Addition of Benzodiazepines Increases Risk of Overdose among Opioid Users.
Patients treated with opioids for pain who also receive benzodiazepines face an increased risk of death from drug overdose, with higher benzodiazepine dosage raising that risk, a new study co-authored by researchers from the School of Public Health, Brown University, and the Department of Veterans Affairs shows.
While the study could not determine whether benzodiazepines were the direct cause of overdose deaths, it did find that receipt of concurrent benzodiazepines was associated with an increased risk of overdose deaths in a large, national sample of veterans who were taking opioid analgesics. Benzodiazepines—medications commonly used to treat anxiety and insomnia—are often prescribed for patients also receiving high doses of opioid analgesics, used to treat pain.
“Although the design of this study does not allow for the determination of the extent to which benzodiazepines cause deaths from overdose, it does indicate a need for clinicians to be aware of the increased risk among patients currently receiving benzodiazepines and opioids, and that the risk might be higher among those receiving higher doses of either or both drugs,” the study, published in BMJ, says.

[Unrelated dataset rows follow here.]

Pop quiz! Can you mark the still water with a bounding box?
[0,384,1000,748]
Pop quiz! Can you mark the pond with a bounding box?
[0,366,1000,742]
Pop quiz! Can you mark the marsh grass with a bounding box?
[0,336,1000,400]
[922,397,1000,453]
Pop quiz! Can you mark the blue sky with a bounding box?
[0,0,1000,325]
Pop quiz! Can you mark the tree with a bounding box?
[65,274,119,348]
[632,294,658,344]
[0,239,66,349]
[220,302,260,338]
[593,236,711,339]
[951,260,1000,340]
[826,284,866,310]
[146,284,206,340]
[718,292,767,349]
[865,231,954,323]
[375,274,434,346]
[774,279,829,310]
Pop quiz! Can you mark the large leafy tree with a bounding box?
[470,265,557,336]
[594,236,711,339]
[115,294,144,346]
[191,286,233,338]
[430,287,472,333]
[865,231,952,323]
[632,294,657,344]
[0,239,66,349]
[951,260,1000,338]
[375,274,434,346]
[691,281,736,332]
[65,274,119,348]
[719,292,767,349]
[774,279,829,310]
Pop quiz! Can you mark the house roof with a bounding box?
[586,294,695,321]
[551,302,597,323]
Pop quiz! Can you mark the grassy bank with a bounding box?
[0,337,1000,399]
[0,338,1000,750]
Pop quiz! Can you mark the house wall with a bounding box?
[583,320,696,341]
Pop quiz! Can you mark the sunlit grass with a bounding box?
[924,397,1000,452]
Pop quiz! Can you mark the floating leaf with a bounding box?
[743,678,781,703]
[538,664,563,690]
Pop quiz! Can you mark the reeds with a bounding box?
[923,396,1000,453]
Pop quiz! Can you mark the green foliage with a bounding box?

The heightened risk “might be due to risks inherent to those (patients) prescribed benzodiazepines, such as the presence of an anxiety condition and/or to the benzodiazepine itself,” the authors said. “Thus, clinicians should be cautious when prescribing benzodiazepines to this group.”

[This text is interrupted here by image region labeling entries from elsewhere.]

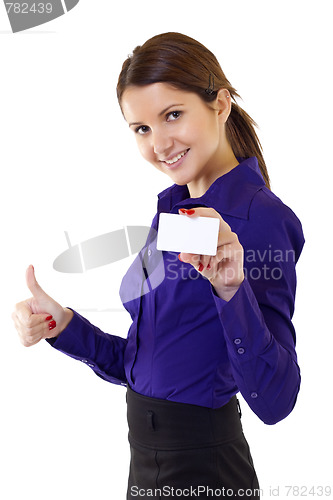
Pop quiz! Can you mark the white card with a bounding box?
[156,213,220,255]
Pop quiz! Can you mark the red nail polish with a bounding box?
[49,319,57,330]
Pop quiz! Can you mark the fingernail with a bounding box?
[49,319,57,330]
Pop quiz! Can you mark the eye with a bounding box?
[167,111,182,122]
[135,125,150,135]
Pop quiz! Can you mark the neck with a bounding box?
[187,148,238,198]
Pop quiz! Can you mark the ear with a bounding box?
[215,89,231,123]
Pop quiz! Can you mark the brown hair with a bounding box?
[117,32,270,189]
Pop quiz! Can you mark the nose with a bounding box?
[152,130,173,156]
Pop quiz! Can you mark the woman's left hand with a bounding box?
[179,207,244,301]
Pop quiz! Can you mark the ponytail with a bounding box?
[226,102,270,189]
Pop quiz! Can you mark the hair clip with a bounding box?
[205,73,215,95]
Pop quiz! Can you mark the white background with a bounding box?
[0,0,333,500]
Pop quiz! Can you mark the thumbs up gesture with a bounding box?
[12,266,73,347]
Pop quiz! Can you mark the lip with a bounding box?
[160,148,190,170]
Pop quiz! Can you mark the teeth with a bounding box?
[165,150,187,165]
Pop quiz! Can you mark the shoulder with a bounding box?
[247,187,305,258]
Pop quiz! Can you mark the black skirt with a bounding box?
[127,387,260,500]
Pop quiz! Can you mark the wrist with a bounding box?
[59,307,74,334]
[212,283,242,302]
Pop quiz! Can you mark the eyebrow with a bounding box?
[128,104,184,127]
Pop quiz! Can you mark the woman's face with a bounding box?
[121,83,230,195]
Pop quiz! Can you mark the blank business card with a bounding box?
[156,213,220,255]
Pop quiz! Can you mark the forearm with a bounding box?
[213,281,300,424]
[47,308,127,384]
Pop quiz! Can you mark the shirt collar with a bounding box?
[157,156,265,219]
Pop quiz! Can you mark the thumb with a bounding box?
[25,266,46,298]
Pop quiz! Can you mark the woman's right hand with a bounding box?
[12,266,74,347]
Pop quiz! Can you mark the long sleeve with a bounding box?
[47,309,127,385]
[212,189,304,424]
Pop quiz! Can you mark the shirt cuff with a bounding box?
[212,278,272,362]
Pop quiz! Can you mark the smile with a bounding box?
[164,149,189,165]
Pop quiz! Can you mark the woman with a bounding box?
[13,33,304,499]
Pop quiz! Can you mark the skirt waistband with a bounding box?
[126,386,242,450]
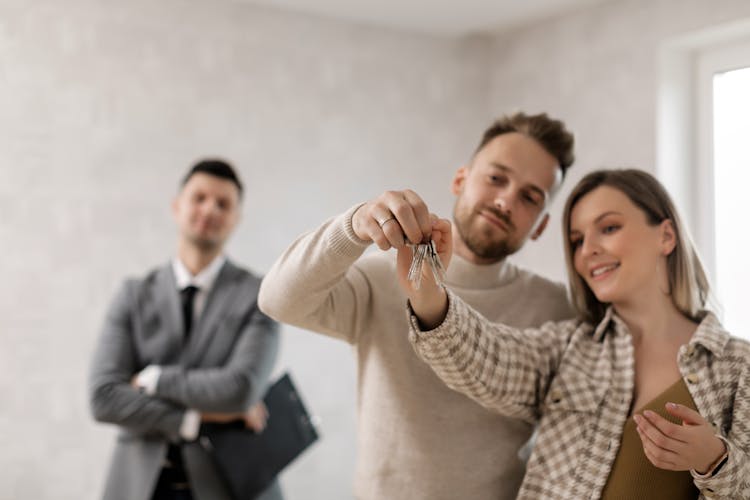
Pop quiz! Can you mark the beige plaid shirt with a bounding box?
[409,290,750,500]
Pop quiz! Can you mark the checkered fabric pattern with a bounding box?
[408,290,750,500]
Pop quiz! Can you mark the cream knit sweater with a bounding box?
[258,207,572,500]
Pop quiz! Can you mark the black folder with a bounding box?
[200,373,318,500]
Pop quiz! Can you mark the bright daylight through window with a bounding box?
[713,67,750,339]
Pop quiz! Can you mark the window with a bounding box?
[657,29,750,340]
[698,47,750,339]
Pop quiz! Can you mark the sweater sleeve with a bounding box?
[409,290,575,423]
[258,205,373,344]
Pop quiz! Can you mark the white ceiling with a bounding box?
[235,0,613,36]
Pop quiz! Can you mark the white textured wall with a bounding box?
[0,0,488,500]
[0,0,750,500]
[496,0,750,280]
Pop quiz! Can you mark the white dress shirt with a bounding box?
[135,254,227,441]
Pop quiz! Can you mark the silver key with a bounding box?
[406,241,445,290]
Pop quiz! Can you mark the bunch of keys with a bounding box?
[406,240,445,290]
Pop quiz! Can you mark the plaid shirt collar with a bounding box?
[593,306,729,358]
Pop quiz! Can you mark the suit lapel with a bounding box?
[185,261,238,366]
[154,264,184,362]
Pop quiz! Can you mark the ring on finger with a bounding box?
[378,217,396,228]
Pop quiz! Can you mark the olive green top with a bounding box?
[602,378,698,500]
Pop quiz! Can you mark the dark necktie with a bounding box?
[180,285,200,339]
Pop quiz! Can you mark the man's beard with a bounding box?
[187,235,221,253]
[453,202,519,261]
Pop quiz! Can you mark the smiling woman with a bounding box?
[401,170,750,499]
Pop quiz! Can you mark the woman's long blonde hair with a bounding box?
[563,169,709,324]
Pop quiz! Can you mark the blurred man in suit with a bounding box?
[90,160,281,500]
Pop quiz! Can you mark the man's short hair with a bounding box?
[181,158,242,198]
[474,112,575,178]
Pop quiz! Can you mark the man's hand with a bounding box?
[201,401,268,432]
[352,189,432,250]
[633,403,726,474]
[397,215,453,330]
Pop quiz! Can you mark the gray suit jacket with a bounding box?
[90,261,280,500]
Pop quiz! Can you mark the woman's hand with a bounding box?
[633,403,726,474]
[397,214,453,330]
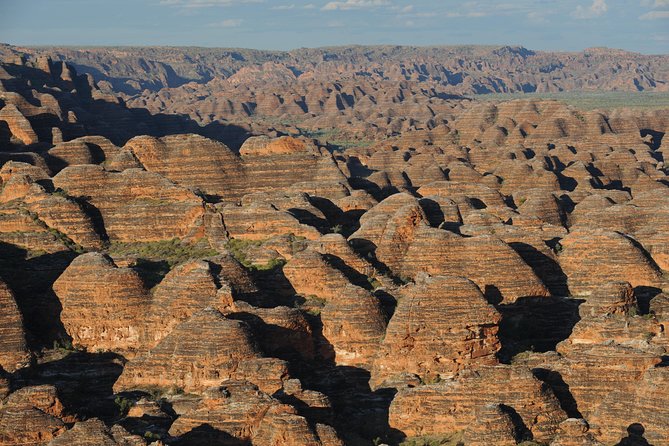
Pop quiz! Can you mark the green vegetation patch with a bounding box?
[108,238,218,268]
[226,238,286,271]
[298,127,374,151]
[225,238,264,268]
[400,432,464,446]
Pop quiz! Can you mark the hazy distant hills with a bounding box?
[5,46,669,95]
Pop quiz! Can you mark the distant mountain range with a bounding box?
[0,45,669,95]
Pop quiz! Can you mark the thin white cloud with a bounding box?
[639,11,669,20]
[160,0,264,8]
[571,0,609,20]
[207,19,244,28]
[322,0,392,11]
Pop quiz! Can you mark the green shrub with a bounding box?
[108,238,218,267]
[225,238,264,268]
[400,433,464,446]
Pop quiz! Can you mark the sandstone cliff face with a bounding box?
[0,45,669,446]
[48,418,146,446]
[53,253,150,351]
[401,228,549,303]
[53,165,204,242]
[389,366,567,441]
[373,276,500,384]
[115,308,274,391]
[559,231,661,295]
[0,280,29,372]
[170,381,337,446]
[125,135,247,200]
[0,385,71,445]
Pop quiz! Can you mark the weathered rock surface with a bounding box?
[53,165,205,242]
[48,418,146,446]
[53,253,150,351]
[0,279,30,372]
[372,276,500,384]
[114,308,285,391]
[389,366,567,442]
[0,385,72,446]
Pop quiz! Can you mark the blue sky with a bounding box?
[0,0,669,54]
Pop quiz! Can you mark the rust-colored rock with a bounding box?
[0,279,30,372]
[372,276,500,384]
[53,253,149,351]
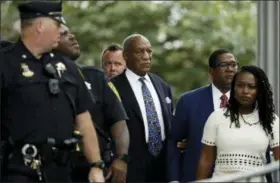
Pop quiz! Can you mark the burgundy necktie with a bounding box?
[220,94,228,108]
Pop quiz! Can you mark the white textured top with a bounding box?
[202,109,279,182]
[125,69,165,142]
[211,83,230,111]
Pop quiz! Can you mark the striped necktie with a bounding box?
[139,78,163,156]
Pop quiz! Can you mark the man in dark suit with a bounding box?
[168,49,238,182]
[112,34,172,182]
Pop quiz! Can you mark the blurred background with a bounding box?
[1,0,257,102]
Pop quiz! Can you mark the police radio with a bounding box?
[45,63,60,95]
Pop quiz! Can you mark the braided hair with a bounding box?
[225,65,275,138]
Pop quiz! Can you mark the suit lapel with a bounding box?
[118,72,143,121]
[204,85,214,116]
[149,74,169,131]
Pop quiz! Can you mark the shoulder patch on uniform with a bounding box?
[108,81,121,101]
[20,63,34,78]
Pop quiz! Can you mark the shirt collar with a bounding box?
[125,68,151,82]
[17,39,54,60]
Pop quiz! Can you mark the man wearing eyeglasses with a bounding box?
[168,49,238,182]
[0,1,104,182]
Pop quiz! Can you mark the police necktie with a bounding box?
[220,94,228,108]
[139,78,162,156]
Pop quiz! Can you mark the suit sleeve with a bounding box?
[103,78,128,126]
[201,112,219,146]
[167,97,188,181]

The researchers studied 2,400 US veterans, primarily male, who received Veterans Health Administration (VHA) opioid prescriptions in the years 2004-2009 and who died from a drug overdose. Of that group, 1,185 (49 percent) died during a period in which they had been prescribed concurrent benzodiazepines.
Unadjusted rates of death from overdose were higher during periods when the veterans were receiving benzodiazepines and opioids than if they had stopped receiving benzodiazepines or were only receiving opioids. The rates of death from overdose increased at consecutively higher categories of daily benzodiazepine dose.
Periods during which veterans received lorazepam and temazepam had lower rates of death from overdose than periods involving other benzodiazepine types.
Because benzodiazepines were more likely to be prescribed to those with substance misuse and other psychiatric disorders—conditions that carry their own risk of death from overdose—the researchers said the association between receipt of benzodiazepines and overdose deaths might be partially explained by those underlying conditions.
“Although the risk of death from overdose increased in a benzodiazepine dose-response fashion, this could reflect an effect of greater psychiatric severity, or other differences between patients who did and did not receive benzodiazepines, rather than the benzodiazepine itself,” the authors said.
Because of those considerations, “benzodiazepines might be better conceptualized as a marker of risk, with unknown direct causal links to death from overdose.”
The authors said their findings were largely consistent with studies that have indicated risks associated with concurrent benzodiazepine and opioid use. Previous studies have looked at smaller subgroups of patients taking opioid analgesics. An association between opioid dose and risk of death from overdose has been found in prior studies, a finding replicated in this study.
“The risk of combining benzodiazepines and opioid analgesics was approximately four times higher than in those receiving opioids alone,” said Tae Woo Park, now an assistant professor in medicine and psychiatry at the Warren Alpert Medical School of Brown University, who did the work for his thesis as an MSc student at SPH. “Given that drug overdoses have become a leading cause of injury mortality, more research is needed to help identify which patients receiving benzodiazepines are most at risk of dying and ultimately find ways to reduce that risk.”
The study was funded by a Veteran Affairs Health Services Research and Development Service Career Development Award and by the National Institutes of Health.
Co-authors include Dara Ganoczy, a research health science specialist with the Department of Veterans Affairs; Mark A. Ilgen and Amy S. B. Bohnert, associate professors of psychiatry at the University of Michigan Medical School and researchers with the Department of Veterans Affairs in Ann Arbor; and Richard Saitz, chair of the SPH Department of Community Health Sciences.